Several of Baudelaire's poems revolve around the concept of corruption. Doubtless this fascination is a result of the political scene of his day which was notoriously corrupt. He frames his contemporary criticisms through historical commentary, addressing the political and social corruption of past generations. In "The Ragpicker's Wine" Baudelaire tells the story of a town which is continually unproductive because all of its citizens rush through their work in order to get drunk on the ragpicker's homemade wine. Despite the illegality of his operation, the ragpicker continues to dedicate his day to the making of said wine because he is a nihilist who assigns no meaning to the rest of these people's lives. Since the people are so desperate to escape the doldrum of their daily lives, they readily accept his tempting offer. Even law enforcement turns away in order to allow the ragpicker his fun because they too want to escape.
Because of his propensity to reference actual historical events as well as ancient mythologies, Baudelaire's poems often demonstrate themes of temporality.
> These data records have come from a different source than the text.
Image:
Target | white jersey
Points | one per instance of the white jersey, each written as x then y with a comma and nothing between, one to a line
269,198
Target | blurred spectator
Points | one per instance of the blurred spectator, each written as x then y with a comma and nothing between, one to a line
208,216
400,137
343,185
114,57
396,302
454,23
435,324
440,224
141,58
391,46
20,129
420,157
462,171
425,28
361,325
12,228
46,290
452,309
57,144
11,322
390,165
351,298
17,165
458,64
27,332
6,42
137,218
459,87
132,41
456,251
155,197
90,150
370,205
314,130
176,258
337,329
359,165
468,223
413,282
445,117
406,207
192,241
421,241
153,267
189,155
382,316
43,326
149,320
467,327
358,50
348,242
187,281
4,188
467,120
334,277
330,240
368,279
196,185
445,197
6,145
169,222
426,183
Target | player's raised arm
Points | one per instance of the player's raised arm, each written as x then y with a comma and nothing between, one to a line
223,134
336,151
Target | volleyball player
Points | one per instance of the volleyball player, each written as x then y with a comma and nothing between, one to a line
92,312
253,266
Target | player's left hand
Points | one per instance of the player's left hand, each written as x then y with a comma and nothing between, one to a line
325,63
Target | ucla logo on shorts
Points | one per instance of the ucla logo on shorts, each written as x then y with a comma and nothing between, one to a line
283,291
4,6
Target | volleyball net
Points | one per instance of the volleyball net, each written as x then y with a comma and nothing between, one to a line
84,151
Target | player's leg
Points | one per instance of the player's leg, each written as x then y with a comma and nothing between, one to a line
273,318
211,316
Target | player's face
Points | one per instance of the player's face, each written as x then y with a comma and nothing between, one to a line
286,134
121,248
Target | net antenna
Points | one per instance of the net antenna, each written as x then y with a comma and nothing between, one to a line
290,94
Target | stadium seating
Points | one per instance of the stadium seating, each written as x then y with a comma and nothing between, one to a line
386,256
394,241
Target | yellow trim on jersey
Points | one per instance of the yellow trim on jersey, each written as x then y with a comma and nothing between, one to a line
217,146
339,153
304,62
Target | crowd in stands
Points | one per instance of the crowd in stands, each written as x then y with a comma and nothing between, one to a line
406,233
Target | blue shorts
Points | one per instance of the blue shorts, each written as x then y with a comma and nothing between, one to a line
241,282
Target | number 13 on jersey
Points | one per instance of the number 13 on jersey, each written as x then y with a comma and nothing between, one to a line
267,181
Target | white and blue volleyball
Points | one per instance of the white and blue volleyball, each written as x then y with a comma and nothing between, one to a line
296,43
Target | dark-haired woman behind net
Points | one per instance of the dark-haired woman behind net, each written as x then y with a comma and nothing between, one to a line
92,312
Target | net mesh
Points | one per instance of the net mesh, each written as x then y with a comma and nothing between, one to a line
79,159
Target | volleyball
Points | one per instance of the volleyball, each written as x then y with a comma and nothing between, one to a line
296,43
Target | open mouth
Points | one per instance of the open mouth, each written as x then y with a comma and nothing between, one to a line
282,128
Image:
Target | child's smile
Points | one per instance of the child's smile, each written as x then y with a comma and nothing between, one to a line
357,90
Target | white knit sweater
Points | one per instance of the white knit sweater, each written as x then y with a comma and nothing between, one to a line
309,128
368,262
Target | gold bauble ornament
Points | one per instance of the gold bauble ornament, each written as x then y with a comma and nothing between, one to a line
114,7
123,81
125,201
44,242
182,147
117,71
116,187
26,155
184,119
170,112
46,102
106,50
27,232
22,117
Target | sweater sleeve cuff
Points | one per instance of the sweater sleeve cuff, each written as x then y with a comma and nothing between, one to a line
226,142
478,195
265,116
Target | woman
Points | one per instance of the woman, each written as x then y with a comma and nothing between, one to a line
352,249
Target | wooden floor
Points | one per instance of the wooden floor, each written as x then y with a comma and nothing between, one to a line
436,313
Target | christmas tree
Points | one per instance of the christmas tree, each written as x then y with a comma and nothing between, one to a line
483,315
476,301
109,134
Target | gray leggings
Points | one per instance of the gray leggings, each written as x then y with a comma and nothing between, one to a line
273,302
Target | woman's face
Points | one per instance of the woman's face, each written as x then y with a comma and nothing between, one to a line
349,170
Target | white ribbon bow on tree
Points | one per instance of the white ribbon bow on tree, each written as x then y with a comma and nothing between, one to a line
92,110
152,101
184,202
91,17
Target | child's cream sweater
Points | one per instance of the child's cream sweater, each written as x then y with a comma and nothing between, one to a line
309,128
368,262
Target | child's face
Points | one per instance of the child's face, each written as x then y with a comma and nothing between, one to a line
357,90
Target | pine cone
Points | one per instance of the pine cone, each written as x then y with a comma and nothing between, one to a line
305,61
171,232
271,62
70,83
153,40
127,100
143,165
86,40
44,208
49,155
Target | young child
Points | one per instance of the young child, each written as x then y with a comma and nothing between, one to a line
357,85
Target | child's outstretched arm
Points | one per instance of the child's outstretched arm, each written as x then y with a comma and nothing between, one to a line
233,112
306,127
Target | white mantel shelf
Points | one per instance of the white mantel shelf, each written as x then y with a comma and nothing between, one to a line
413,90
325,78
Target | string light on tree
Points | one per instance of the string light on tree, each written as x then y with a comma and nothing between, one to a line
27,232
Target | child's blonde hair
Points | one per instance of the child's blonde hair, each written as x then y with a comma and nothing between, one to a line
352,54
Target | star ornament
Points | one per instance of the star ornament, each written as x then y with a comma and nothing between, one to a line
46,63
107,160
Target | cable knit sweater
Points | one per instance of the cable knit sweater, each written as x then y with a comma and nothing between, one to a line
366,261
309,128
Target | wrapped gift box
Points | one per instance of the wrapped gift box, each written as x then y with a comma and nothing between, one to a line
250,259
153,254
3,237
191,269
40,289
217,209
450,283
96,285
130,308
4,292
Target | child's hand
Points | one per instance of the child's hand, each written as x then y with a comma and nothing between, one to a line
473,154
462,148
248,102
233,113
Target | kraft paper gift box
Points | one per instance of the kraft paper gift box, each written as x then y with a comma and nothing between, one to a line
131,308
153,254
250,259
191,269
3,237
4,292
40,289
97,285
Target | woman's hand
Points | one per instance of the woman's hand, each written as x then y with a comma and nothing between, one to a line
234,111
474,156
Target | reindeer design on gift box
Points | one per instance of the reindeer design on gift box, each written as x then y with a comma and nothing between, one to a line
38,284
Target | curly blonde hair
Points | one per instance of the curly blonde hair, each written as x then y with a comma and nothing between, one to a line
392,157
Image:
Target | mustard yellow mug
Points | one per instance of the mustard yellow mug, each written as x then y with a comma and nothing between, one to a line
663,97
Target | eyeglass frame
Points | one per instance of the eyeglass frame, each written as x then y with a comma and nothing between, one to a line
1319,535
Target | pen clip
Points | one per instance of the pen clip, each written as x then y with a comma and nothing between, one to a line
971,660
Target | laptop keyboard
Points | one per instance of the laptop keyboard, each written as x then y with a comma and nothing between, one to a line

Time is a central motivating factor for many of his characters, the gaining or losing of time. Poems such as "The Fountain" and "Spleen" are adhered by the idea of mortality and the inevitable passage of time. For the protagonist of "The Fountain," he recognizes that the cares of the world will soon catch up with his beloved, so he takes care to celebrate her present accomplishments and to appreciate her beauty for it will not last. "Spleen" on the other hand takes a more direct approach. This poem is about the fall of the Roman Empire, which highlights the transitory nature of any established people group upon the Earth.
Complementing his fascination with the depravity of man, Baudelaire also focuses on the idea of temptation. This brings in the religious element of his writing. In "Destruction" Baudelaire provides his most clear text upon the subject of temptation. He explains how frustrating it is to try and behave well when constantly being tempted by the "Demon," i.e. the devil. When a man lives according to Christian virtues, he will be surrounded by situations which draw him farther and farther away from God Baudelaire elaborates. Every circumstance provides a choice to sin and to lose oneself to desire and corruption.